沈黙のなかに棲みつく黒い犬を見ながら話す、いや話さうとする
善も悪もみんな燃やせば簡単だアメリカの洗濯機はごつつう廻る


 林の歌には、常にむき出しの実感がある。一首目、下の句の言いさしに身体性が滲む。この一首以外にも、間投助詞や口語・方言を用いた独白的な表現、また言いよどむようなリズムなどが歌集中には散見される。
 詩的飛躍を試みる際、林は身体性や実感を離れて言葉を操ることをしない。歌集には意外にも機知や発見の歌が少ないが、対象に触れた瞬間の感触をこそ歌に詠み込もうという意識が働くのだろう。
 東京大空襲に取材した二首目、「洗濯機」という身近な対象を用いた取り合わせと「ごつつう廻る」の方言は、前述した林の特質が余すところなく発揮されており、非常に印象的である。そして林のこの実感は、空襲というテーマからも伺えるように、「過去の記憶」、そして「死」のイメージと結びつく。

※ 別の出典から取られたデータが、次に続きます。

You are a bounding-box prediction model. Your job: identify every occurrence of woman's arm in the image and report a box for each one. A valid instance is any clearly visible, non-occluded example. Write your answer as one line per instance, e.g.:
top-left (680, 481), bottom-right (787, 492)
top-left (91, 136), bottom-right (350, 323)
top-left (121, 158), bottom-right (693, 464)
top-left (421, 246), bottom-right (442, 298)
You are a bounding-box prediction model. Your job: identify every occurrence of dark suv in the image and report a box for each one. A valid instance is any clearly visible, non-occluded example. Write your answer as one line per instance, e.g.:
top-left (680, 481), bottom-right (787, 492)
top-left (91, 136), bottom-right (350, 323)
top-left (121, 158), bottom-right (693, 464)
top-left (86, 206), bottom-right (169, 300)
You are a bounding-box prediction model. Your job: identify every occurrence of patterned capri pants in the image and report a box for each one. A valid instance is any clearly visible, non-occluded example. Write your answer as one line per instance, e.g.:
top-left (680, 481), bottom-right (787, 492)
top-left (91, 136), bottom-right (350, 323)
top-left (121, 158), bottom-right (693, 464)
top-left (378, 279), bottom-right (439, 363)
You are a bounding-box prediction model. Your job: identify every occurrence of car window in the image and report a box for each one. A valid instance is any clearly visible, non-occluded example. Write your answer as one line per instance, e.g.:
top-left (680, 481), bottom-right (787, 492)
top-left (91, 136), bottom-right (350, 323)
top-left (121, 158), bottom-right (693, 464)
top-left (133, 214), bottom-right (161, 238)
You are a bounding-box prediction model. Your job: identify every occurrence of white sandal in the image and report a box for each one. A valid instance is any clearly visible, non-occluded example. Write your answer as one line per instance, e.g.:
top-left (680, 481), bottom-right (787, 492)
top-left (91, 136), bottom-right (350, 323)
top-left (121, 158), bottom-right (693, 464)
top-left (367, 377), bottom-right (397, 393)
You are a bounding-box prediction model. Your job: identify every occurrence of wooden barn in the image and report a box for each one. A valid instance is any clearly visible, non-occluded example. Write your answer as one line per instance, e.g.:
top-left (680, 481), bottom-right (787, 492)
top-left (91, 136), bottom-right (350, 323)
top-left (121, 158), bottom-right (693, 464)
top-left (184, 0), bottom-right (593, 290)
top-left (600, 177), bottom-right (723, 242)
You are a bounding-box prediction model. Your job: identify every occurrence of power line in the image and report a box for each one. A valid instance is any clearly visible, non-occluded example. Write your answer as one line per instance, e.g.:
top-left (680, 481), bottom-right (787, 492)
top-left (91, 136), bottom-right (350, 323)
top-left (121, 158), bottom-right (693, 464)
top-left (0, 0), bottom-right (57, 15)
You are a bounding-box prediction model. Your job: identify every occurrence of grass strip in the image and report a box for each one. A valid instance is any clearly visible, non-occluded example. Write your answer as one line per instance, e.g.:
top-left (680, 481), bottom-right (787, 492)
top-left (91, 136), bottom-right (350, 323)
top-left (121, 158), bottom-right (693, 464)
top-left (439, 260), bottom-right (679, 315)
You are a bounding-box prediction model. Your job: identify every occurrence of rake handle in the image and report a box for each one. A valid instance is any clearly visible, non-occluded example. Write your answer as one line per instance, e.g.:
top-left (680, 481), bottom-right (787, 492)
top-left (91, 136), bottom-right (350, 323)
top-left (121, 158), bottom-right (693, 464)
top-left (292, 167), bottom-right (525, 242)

ゐないけどいつもゐるのだこれからは永久凍土のやうな記憶
くひちがふ会話の端に見えてくる記憶の池に石を投げこむ


 一首目、存在に非在が重なるという、記憶のはらむ逆説が「けど」の一語で端的に示される。記憶は現実とときに重なり、ときに食い違う。
死んでない人のことを想ふ日もあれば欅がまた葉を降らす
 生者をあえて「死んでない人」と呼ぶ、屈折した歌である。「想ふ」の語は、生者を前にしつつ「死者を想起する」ような実感を含むように感じられる。こうした感覚は歌集中に何度も繰り返される。
死んだ父に嫌はれるといふけつたいな思ひがよぎり寒夜すぐ消ゆ
父はやや窶れて来たり微笑みのまま棺にねむる死後二日めに
 父親の死に関する歌もまた、非常に生々しい感覚を詠いながらも多くの倒錯を含む。それは死者が生者を嫌い、死後に窶れるという内容上の倒錯だけではない。構成上も、一首目はp15に、二首目はp48に置かれ、死が生に先行するような時系列が現出する。

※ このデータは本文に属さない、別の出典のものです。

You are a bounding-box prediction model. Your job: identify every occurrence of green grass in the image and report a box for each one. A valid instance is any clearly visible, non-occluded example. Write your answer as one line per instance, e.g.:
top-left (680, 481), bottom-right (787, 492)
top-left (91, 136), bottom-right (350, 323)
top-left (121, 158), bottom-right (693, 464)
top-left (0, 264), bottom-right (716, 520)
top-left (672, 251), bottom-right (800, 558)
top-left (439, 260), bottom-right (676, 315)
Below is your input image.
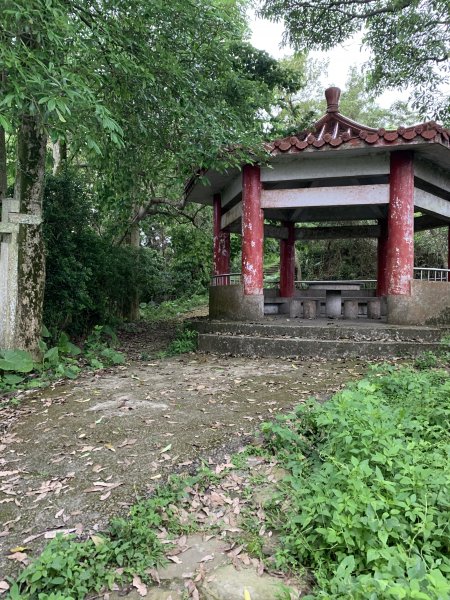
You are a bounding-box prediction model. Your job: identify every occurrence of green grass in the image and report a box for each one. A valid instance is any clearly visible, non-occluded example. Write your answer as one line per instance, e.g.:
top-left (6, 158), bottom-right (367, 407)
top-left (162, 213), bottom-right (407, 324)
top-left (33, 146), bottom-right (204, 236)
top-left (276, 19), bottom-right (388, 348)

みんな父を母を老いしめ……老ゆといふ語の使役法かんがへてゐる


 さらに肉親に関する歌を引く。林が「老いしめ」に感じる引っ掛かりは、自発動詞を使役形にする不安定さによるものであるが、想像を逞しくすると、そこには「生かしむ」「死なしむ」という使役法が潜んではいないだろうか。ここに私は「記憶が死者を生かしめる」という主題を見る。
いくつもの地で生まれいくつもの地で死せる美女あり否まだ死なぬ
 小野小町を詠んだ一首。伝説的な歌人を題材に、「記憶が死者を生かしめる」という感覚が端的に詠み上げられる。この感覚は反転して林自身の存在に向かう。
 非常に林らしいモチーフのひとつに「死者に見つめ返される歌」がある。


虫(むし)襖(あを)といふ嫌な青さの色がある暗みより公家が見詰めるやうな
寒月に遠く清水寺が見ゆ死者からもこちらが見えてゐるだらう


 どちらも手触りを伴う恐ろしい感覚の歌であるが、同時に本論の冒頭に置いた「祈りのかたち」の一首の時間的スケール感とも通底するようだ。
死者を見詰めることは自身の死を見詰めるということである。この営為のはらむ根源的な恐怖を、林はその感触までも歌によって表現する。
 しかし、そのまなざしが死者を通して自身に向いたとき、恐怖は反転して希望となる。林は、死者を生かしめるというモチーフを執拗に詠うことで、同時に死者と等置された自己の新生を希求する。死を恐れながら、その先に新しい形の生を見出す、そうした深い「祈り」が本歌集のテーマである。